= Sultan Pepper =

American screenwriter

Sultan Pepper (April 22, 1962 – October 20, 2009) was an American comedy writer who worked on the Ben Stiller Show and Mad TV. Pepper won an Emmy Award for Outstanding Writing in a Variety or Music Program for The Ben Stiller Show in 1993.

==The Ben Stiller Show==
Pepper won The Ben Stiller Shows 1993 Emmy Award for "outstanding individual achievement in writing in a variety or music program", according to The Hollywood Reporter. Pepper was the only woman on The Ben Stiller Show writing team, which included David Cross, Ben Stiller and Judd Apatow.

==Nickelodeon and after==
Pepper later wrote for the HBO educational children's show Crashbox as well as the Nickelodeon animated series CatDog. She also worked as a writer for the late-night television talk show The Stephanie Miller Show during the 1990s.

==2000s==
In the 2000s, Pepper worked both as a writer and producer for the United States version of Don't Forget Your Toothbrush game show as well as Street Smarts and the reality show Blind Date.
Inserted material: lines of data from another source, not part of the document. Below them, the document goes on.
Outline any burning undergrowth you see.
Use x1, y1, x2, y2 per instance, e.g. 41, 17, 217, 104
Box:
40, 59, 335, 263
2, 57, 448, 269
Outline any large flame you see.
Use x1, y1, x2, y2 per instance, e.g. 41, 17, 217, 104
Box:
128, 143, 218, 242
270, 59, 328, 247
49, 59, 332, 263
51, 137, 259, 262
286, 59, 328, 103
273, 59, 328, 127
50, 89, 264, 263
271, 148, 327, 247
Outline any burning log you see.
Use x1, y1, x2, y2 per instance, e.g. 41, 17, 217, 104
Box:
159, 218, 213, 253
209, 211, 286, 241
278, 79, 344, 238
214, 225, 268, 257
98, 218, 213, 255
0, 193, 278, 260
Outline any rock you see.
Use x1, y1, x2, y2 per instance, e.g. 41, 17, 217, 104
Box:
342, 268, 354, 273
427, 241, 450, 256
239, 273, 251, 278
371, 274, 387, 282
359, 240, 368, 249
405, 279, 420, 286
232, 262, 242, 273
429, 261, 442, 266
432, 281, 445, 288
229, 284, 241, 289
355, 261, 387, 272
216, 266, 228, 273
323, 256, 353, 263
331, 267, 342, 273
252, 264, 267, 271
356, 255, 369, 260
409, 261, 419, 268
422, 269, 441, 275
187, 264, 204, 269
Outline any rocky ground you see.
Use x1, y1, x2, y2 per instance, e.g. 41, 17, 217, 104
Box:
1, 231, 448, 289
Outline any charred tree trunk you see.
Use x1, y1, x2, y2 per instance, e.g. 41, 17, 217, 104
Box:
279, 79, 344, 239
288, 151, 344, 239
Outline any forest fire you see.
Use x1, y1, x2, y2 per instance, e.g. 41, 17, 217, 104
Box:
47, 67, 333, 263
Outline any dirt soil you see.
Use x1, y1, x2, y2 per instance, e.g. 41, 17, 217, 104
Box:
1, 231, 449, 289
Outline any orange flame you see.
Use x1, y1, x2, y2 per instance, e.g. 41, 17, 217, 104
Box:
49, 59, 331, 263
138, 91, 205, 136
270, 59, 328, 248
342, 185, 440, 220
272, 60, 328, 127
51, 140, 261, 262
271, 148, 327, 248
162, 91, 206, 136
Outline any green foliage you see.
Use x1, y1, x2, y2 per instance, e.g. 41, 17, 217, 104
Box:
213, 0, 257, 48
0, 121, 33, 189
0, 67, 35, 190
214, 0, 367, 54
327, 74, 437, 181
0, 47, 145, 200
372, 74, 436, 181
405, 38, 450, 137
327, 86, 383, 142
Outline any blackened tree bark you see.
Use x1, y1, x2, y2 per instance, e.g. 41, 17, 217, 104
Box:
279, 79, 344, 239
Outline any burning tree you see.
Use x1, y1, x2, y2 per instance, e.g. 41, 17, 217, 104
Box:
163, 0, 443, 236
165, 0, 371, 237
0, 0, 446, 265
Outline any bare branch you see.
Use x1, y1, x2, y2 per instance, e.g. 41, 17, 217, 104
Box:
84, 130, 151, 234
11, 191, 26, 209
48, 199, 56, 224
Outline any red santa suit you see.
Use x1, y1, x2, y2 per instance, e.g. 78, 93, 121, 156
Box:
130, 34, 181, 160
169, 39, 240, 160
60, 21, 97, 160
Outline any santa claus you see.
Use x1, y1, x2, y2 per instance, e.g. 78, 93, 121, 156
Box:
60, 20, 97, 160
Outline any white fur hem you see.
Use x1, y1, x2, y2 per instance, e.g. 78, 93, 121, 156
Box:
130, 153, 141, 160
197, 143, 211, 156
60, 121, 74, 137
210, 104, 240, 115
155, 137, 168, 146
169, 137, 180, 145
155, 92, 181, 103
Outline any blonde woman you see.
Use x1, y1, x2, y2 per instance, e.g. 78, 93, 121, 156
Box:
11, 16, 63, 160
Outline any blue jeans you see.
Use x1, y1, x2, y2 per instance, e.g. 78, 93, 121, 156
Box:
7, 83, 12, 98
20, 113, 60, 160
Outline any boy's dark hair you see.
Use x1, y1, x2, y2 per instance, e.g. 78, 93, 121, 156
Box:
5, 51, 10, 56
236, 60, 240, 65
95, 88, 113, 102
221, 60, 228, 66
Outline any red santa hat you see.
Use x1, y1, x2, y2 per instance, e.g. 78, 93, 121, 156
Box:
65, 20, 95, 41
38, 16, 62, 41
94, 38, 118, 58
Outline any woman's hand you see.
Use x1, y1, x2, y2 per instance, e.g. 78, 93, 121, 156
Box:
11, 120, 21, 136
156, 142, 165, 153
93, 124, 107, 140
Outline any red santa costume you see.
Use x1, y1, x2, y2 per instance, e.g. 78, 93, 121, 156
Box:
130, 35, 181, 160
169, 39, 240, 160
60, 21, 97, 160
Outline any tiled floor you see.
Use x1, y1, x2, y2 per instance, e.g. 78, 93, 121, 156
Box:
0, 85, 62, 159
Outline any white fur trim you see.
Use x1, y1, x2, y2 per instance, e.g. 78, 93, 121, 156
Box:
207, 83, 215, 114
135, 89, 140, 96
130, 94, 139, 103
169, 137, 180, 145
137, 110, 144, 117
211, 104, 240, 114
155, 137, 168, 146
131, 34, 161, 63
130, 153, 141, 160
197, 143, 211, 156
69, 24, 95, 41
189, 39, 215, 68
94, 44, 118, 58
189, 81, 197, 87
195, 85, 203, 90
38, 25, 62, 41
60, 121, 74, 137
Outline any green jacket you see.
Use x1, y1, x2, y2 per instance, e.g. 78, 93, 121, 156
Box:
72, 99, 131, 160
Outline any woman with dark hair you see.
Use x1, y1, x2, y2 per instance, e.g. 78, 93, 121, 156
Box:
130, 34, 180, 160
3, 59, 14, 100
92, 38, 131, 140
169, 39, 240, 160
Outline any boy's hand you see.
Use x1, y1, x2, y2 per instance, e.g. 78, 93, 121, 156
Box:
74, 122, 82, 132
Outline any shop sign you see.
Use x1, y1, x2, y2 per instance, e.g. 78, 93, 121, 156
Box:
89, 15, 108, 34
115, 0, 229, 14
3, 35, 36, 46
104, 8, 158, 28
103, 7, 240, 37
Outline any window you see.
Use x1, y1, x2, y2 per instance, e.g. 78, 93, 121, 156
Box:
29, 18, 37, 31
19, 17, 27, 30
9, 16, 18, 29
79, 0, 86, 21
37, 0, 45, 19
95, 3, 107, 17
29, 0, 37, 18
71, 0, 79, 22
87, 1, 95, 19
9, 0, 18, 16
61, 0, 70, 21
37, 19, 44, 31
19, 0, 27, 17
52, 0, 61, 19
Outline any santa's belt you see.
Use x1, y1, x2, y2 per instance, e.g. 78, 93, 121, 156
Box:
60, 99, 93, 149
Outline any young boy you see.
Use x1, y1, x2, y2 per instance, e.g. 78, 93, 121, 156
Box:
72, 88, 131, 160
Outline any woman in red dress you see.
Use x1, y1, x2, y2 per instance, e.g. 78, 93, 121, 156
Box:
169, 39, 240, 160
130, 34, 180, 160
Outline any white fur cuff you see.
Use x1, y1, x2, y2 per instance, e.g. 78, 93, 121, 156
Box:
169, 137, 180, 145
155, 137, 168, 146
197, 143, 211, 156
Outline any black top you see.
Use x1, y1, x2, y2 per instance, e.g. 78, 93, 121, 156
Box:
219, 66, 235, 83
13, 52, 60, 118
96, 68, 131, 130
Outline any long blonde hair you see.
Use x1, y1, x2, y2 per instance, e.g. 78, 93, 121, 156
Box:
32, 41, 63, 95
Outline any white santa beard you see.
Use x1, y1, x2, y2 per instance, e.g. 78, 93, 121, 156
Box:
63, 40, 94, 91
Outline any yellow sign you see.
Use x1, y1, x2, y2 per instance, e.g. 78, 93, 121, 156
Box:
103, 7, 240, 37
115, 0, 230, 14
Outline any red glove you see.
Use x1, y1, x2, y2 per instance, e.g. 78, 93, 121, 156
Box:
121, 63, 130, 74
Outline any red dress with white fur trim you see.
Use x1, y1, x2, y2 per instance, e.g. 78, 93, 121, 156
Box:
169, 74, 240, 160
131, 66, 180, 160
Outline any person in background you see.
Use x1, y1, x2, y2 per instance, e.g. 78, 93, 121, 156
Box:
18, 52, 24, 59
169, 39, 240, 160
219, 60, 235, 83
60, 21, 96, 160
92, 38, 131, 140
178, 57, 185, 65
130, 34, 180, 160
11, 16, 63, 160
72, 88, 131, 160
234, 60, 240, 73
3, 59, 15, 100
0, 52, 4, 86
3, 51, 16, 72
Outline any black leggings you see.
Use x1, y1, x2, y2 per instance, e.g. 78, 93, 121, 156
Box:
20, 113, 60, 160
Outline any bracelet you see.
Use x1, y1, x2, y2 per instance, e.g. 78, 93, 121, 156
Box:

Pepper was contracted for a one-year development deal with Sony/Columbia Tri-Star Television beginning in 2002. While with Sony/Columbia TriStar, Pepper wrote and produced on the television shows Pyramid, Shipmates and The Rerun Show.

Pepper also wrote for the FOX Saturday night sketch comedy show Mad TV for two seasons. The show's writing team, which included Pepper, was nominated for Writers Guild of America Awards in 2004 and 2005.

Pepper died in Murrieta, California, on October 20, 2009, at age 47.